In the Washington, D.C., area McLaren’s church actually does not have a very high profile, even though he’s very well known through his books and his appearance in Time magazine. (The most well known church around here is McLean Bible Church; it looks like a Christian airport.) Cedar Ridge is on a nice piece of farmland out in the suburbs about fifteen miles northeast of Washington. It has two main buildings, the worship taking place in a rather modestly sized structure meant to resemble a barn.
The first time I ever visited Cedar Ridge was with my friend Matt, who lived less than a mile away on the same road as the church. He invited me to a Sunday night event where they were showing the movie Gattaca in the sanctuary. Matt liked science fiction, so to me that seemed like his main motive in going. But I went along. There were about a dozen of us there—all of us, I think, were believers. We matched the movie up on a projector screen. Afterwards one of the leaders at the church led a small group discussion of the religious symbolism of the movie. The leader asked me what I thought of the movie, and I said that “it wasn’t bad for science fiction” (I don’t like sci-fi very much). After that discussion was over, I remember that the leader remarked to my friend that they were going to be starting a class on “Theology 101.”
The next time I visited was for a church picnic, again with my friend Matt. Not much to report there except that I remember one of the kids in the church started playing some Eminem on the stereo and one of the church leaders came up midway through the song and made the kid change the CD.
The third time was for a Stations of the Cross event around Easter. This was memorable because I’d never been to anything like it. It was probably vintage Emergent Church. They had all of the different stations set up in the sanctuary, and really dim lighting. You went around and there was a place where you could wash your hands in a bowl like Pontius Pilate, and another place where you could hammer a nail. The thing that struck me the most, though, was that at each station they had a cartoon picture of an African tribal man being crucified by other Africans. I guess they (Cedar Ridge) were making a statement about how Jesus wasn’t the Aryan hero that some in the West have made him out to be. My thought, however, was that Jesus’ jewishness was very important. It was prophesied that the Messiah would come from the tribe of Judah, through David. I guess the pictures did a good job of defamiliarizing the passion narrative; but at the same time it didn’t settle well with me. (The fact that it was a rather poorly drawn cartoon may also have had something to do with it, since I consider myself to be something of an artist.)
At the end of the stations you could light a candle and then there was a prayer wall. The two friends that I had come with found the whole thing very moving, but something didn’t sit right with me and so I waited for them outside in the parking lot. My friends did find it to be very significant to them, but my opinion was that the whole thing felt contrived.

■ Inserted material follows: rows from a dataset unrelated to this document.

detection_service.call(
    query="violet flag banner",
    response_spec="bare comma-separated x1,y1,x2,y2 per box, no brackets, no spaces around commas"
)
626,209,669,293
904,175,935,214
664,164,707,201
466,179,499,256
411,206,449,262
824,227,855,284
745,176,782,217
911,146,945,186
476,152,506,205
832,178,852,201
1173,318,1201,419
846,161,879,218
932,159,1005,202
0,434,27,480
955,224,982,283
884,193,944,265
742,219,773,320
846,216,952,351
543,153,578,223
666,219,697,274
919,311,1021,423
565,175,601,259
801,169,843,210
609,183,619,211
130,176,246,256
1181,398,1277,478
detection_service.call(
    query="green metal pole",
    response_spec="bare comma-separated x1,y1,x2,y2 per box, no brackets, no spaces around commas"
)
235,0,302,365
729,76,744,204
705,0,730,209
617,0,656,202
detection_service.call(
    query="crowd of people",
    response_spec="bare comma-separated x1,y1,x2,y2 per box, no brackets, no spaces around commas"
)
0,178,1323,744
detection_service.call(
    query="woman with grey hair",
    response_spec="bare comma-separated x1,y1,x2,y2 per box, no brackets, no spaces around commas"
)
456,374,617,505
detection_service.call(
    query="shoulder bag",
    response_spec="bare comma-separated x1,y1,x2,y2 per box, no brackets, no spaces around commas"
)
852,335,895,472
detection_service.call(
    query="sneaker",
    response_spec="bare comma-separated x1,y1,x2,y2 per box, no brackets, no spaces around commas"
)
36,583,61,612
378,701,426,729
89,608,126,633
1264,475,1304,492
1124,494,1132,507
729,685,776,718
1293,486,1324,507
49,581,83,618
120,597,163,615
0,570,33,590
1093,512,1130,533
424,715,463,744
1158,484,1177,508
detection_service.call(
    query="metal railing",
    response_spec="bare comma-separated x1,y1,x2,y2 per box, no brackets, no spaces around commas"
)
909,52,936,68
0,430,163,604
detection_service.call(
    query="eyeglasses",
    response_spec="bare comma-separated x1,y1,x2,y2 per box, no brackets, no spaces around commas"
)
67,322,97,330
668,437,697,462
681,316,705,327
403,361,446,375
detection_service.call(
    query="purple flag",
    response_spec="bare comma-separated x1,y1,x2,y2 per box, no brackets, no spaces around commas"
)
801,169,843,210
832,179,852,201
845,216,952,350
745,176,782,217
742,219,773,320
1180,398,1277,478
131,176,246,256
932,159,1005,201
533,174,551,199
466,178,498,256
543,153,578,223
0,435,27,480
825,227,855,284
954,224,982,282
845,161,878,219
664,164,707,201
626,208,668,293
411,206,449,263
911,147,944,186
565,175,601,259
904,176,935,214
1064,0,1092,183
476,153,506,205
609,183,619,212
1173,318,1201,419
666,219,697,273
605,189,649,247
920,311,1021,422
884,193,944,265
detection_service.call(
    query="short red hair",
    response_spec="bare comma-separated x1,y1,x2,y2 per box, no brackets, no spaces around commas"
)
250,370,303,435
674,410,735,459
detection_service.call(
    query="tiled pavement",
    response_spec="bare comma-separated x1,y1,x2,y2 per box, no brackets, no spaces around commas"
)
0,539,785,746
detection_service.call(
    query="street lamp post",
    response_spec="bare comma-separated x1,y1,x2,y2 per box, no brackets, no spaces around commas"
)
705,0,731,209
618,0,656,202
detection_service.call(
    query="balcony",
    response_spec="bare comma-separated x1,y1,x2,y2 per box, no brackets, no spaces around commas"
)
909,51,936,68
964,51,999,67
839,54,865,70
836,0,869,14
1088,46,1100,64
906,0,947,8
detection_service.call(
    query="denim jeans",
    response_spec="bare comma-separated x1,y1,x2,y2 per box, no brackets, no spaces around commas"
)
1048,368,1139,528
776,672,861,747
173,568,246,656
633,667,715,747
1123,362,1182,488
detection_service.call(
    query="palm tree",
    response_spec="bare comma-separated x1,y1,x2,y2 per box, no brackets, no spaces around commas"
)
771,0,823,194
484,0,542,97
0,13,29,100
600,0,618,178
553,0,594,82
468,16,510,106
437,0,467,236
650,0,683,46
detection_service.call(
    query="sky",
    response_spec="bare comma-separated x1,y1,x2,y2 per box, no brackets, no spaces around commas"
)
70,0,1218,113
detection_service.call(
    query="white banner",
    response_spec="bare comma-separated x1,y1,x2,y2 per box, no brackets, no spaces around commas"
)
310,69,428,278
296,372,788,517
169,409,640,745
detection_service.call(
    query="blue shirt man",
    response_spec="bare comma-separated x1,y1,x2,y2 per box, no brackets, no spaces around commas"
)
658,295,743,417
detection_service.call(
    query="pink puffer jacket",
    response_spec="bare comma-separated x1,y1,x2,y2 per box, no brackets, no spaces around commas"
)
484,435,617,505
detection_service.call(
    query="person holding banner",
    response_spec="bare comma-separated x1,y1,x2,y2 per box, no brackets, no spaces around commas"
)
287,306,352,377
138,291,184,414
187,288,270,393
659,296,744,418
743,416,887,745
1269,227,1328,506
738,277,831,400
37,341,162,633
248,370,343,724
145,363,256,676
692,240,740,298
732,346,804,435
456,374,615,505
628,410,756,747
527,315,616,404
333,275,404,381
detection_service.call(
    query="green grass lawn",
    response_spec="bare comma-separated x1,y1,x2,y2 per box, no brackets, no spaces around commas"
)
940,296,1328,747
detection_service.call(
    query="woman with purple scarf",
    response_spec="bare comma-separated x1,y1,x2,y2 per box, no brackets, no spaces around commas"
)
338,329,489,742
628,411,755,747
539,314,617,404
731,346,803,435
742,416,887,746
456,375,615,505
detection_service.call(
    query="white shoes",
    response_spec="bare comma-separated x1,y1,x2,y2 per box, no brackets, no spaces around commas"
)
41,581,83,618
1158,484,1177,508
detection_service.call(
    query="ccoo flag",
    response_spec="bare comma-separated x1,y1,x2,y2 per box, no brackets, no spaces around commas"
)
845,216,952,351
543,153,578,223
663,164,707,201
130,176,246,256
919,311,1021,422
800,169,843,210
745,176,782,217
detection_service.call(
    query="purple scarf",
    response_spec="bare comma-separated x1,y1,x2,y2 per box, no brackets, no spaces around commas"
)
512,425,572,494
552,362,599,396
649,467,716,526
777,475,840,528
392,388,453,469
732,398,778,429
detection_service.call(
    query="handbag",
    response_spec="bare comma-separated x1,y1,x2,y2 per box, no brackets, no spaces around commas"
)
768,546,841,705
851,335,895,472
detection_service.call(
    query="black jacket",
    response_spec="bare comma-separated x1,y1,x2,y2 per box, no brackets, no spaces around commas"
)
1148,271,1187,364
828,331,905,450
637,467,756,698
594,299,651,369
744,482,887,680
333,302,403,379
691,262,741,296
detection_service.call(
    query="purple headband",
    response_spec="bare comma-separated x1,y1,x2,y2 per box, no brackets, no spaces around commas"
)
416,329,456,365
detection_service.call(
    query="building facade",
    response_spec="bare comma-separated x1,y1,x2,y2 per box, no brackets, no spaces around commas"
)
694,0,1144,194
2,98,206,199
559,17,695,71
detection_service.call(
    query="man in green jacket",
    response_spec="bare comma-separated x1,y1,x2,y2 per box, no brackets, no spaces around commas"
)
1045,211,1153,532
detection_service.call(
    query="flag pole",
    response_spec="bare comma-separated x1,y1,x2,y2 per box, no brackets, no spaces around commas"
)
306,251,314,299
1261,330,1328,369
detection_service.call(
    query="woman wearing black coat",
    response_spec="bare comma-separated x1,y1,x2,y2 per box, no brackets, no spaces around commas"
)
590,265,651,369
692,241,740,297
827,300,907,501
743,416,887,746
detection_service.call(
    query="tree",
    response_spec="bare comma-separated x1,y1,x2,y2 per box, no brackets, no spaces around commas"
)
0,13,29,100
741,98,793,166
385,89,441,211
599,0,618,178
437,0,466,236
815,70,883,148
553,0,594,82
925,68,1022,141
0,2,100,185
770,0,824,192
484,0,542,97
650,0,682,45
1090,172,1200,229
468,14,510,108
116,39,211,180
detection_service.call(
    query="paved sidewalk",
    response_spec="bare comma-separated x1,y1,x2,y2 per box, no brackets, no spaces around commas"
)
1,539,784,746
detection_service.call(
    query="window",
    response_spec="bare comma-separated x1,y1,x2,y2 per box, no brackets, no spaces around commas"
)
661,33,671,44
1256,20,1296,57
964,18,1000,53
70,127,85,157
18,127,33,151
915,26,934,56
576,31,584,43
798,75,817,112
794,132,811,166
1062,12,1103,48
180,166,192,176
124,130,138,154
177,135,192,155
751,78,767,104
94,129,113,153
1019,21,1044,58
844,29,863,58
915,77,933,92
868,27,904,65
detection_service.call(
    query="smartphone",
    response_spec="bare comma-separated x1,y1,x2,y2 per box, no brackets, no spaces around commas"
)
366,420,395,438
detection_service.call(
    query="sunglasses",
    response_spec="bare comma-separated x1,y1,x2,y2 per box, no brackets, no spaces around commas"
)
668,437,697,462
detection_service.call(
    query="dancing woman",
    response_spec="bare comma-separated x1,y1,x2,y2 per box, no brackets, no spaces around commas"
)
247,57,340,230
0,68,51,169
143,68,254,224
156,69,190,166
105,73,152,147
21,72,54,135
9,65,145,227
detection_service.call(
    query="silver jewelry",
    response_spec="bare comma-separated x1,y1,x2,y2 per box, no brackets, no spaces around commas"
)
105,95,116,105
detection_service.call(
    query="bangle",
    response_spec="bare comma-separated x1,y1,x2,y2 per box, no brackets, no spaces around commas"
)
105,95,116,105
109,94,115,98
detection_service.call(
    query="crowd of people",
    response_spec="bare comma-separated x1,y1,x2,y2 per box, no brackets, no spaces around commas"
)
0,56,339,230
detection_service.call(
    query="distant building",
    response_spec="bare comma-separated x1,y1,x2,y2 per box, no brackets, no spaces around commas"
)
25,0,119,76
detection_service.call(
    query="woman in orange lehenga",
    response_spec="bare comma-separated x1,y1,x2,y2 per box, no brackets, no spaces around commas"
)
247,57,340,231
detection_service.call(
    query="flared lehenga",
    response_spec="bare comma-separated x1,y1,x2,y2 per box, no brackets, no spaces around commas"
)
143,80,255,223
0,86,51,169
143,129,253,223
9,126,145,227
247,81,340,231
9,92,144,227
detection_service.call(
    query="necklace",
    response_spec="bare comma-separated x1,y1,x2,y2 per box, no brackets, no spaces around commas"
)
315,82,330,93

Of course I was pretty cynical at that stage in my life. To me, it would have been much more helpful to my spiritual growth to have attended a lecture where the historical proofs for Christ’s resurrection were presented, rather than trying to mystically connect with the deep past through images, etc., that, to me, said very little as to whether the event they commemorate ever actually happened.
So these are my personal experiences with Cedar Ridge. I thought that maybe some people who knew of Brian McLaren but hadn’t visited his church might find this useful in some (infinitely) small way.